Branch-like workflows. The MVE has a single ref space; branch semantics are not implemented. Teams that need branch workflows use multiple repositories or multiple ref names with team discipline.

Webhooks and event subscriptions. The MVE has no push-time hooks. Integration with external systems is poll-based (CI runs pull periodically) rather than event-based.

Mirroring. The MVE does not implement multi-master mirroring. Teams that need geographic replication run separate servers and synchronize via push / pull on a schedule.

Read access controls. Read endpoints are open in the MVE. Teams that need read auth-gating add a reverse proxy in front of the server until the platform adds explicit read controls.

Push-time conflict resolution. The MVE returns 409 on a stale ref update; the engineer resolves manually by pulling and re-pushing. Three-way merge at the constraint-set layer is a roadmap item that the architecture admits but the MVE does not implement.

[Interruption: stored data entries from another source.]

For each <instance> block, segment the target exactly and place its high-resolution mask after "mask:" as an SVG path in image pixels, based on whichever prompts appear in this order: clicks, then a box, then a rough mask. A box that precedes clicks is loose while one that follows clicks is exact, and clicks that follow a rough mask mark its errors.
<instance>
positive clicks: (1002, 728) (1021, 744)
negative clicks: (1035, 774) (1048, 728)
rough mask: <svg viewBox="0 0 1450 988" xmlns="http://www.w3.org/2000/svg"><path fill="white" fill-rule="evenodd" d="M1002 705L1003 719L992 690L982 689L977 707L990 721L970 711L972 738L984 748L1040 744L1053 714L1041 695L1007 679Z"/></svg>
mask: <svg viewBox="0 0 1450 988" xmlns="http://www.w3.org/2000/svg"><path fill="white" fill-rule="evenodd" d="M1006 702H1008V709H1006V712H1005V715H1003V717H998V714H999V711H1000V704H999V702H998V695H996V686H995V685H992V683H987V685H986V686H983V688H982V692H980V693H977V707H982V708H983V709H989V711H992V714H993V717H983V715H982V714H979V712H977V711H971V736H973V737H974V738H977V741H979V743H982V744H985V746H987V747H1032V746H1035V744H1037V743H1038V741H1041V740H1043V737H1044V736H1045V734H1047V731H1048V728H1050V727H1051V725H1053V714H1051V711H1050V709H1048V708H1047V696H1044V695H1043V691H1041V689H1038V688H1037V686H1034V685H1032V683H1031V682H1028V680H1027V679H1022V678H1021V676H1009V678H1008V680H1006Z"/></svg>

These limits are the MVE's honest scope. The platform sketch's commitment, in Doc 656's framing, is to prove that constraints can be the durable source under a working transport, not to ship a finished platform. Engineers evaluating rederive for production work should size the limits against their team's actual scale; in many cases the MVE's scope is sufficient for the work that team would adopt rederive to do, and the limits matter mostly when the team grows past a certain size.

11. What the Engineer Should Take Away

Three pieces.

The protocol is small. Three object types, five verbs, content-addressed transfer, signature-based auth. Engineers familiar with git will absorb the surface in an afternoon. Engineers new to content-addressed protocols may need a day; the model is small and the documentation is the working code.

Identity is a constraint document. The signers manifest is reviewed, committed, and verified the same way any other constraint set is. There is no separate identity subsystem the engineer has to integrate. The corpus's broader claim — that conventional auth subsystems collapse into constraint documents under this discipline — is operational at the platform level here, in a way the engineer can read and audit.

The MVE is honest about its scope. The protocol does not yet support delta encoding, compression, multi-tenancy, branch-like workflows, push-time conflict resolution, mirroring, webhooks, or read access controls. Each of these is a roadmap item with a clean architectural path; none is required for the structural argument. Teams adopting rederive should size the limits against their actual scale.

This concludes the comprehensive series of branches off the rederive hub. The engineer who has read all five has the working picture: how to author constraints (Doc 660), what the platform does with them (Doc 661), how acceptance is gated (Doc 662), how identity flows through the system (Doc 663), and how repositories synchronize across machines (this document). The remaining hub aspects (Pin-Art discipline, composition, the substrate interface, signers detail, the browser UI, multi-call derivation) are folded into the hub itself and may be promoted to their own comprehensive documents as practitioner demand surfaces. The structural argument is in your hands; the platform sketch is on disk; the keeper is available for the conversations that come next.


References

Appendix: Originating Prompt

"Now I want you to examine the entire spec and implementation of /home/jaredef/rederive — From this I want you to create entracement docs in the corpus for an audience of software engineers. ... First, create a document in the corpus that acts as a hub for all stubs that will branch off ... Append this prompt to each artifact. Also, where you could use corpus jargon, instead entrace the reader through rhetoric that is not novel to the corpus. Where you must state the corpus concept in its own terms; provide proper entracement."

Followed by: "Continue with the first branch of the hub derived as a corpus doc. Continue through each as is coherent."

Followed by: "Now fill out stub A as a comprehensive entracement. Remove 'stub' from file name and any mention in the doc. Report back before doing likewise to the next doc."

Followed by: "Continue." (advancing through the build pipeline, verification backends, identity and pin manifests, and arriving at this final document on the wire protocol.)